叶殇笑意盈盈姿态闲适,任由对方打量,调侃道:“看来谭娘子今夜是没本事买下在下这条命了。”
谭池笑眨了眨眼,努了努嘴,娇嗔道:“奴家这点钱财,哪敢觊觎长卿公子的性命?更何况,奴家本就不愿困在这沄华县,只是主人之命难违,公子不如拿出令牌,下令让奴家为你效力,岂不是一桩美事?”
叶殇抬手后退一步,微笑道:“在下从不做夺人所好之事,这令牌自然有用,但如何使用就不劳谭娘子费心了。至于这‘主人’,在下可担当不起,谭娘子不如忍痛透露,你那位神通广大的主人究竟是谁?”
谭池笑露出遗憾的神色,拂袖笑道:“能让众多江湖高手俯首听命,在县城隐匿九年而不现身,有这般势力的,除了‘琼筵’还能有谁?”
"是谁?"
“是谁你心里很清楚。”
"兰隐?"
谭池笑掩唇轻笑:“很惊讶吗?九年前,画堂春刚获得兰隐令,就找来江湖中颇有名望的武学高手,让他们混入法华县百姓之中。舍弃一身武学名誉,去过寻常日子,谁会心甘情愿?可堂春公子手段狠辣,就连奴家这样的绝色美人,他都能下死命令,我们又怎敢违抗?”
三位公子令持有者虽不算熟稔,却仿佛有一种隐秘的联系。
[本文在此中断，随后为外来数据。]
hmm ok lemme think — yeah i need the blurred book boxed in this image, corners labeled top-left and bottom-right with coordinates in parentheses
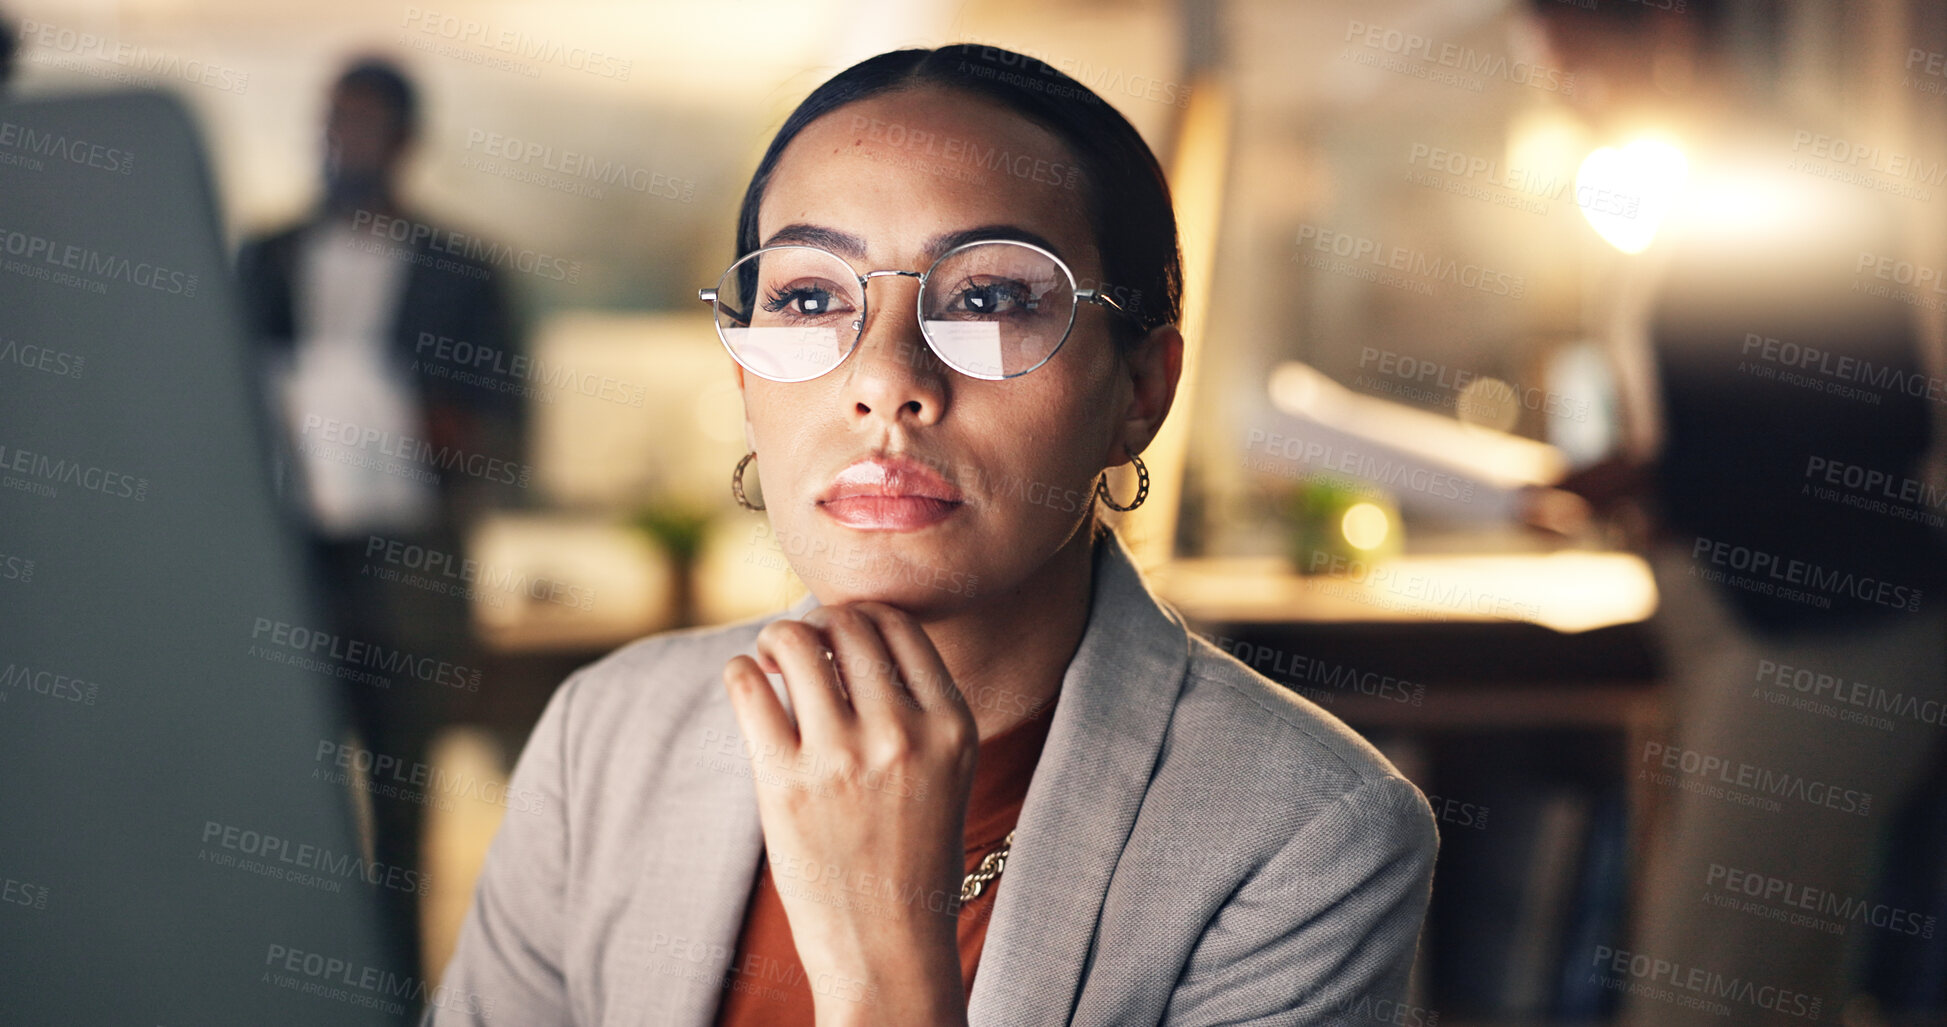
top-left (1260, 360), bottom-right (1566, 525)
他们如同历经沧桑、不被世人理解的智者,相遇之后,无需多言,便能相互慰藉,恰似陌生却知心的知己。
叶殇沉哼一声,苦笑道:“他这么做自有他的用意,我又有什么资格置喙?每个人都有不愿言说的过往,对错与否,无需他人评判。”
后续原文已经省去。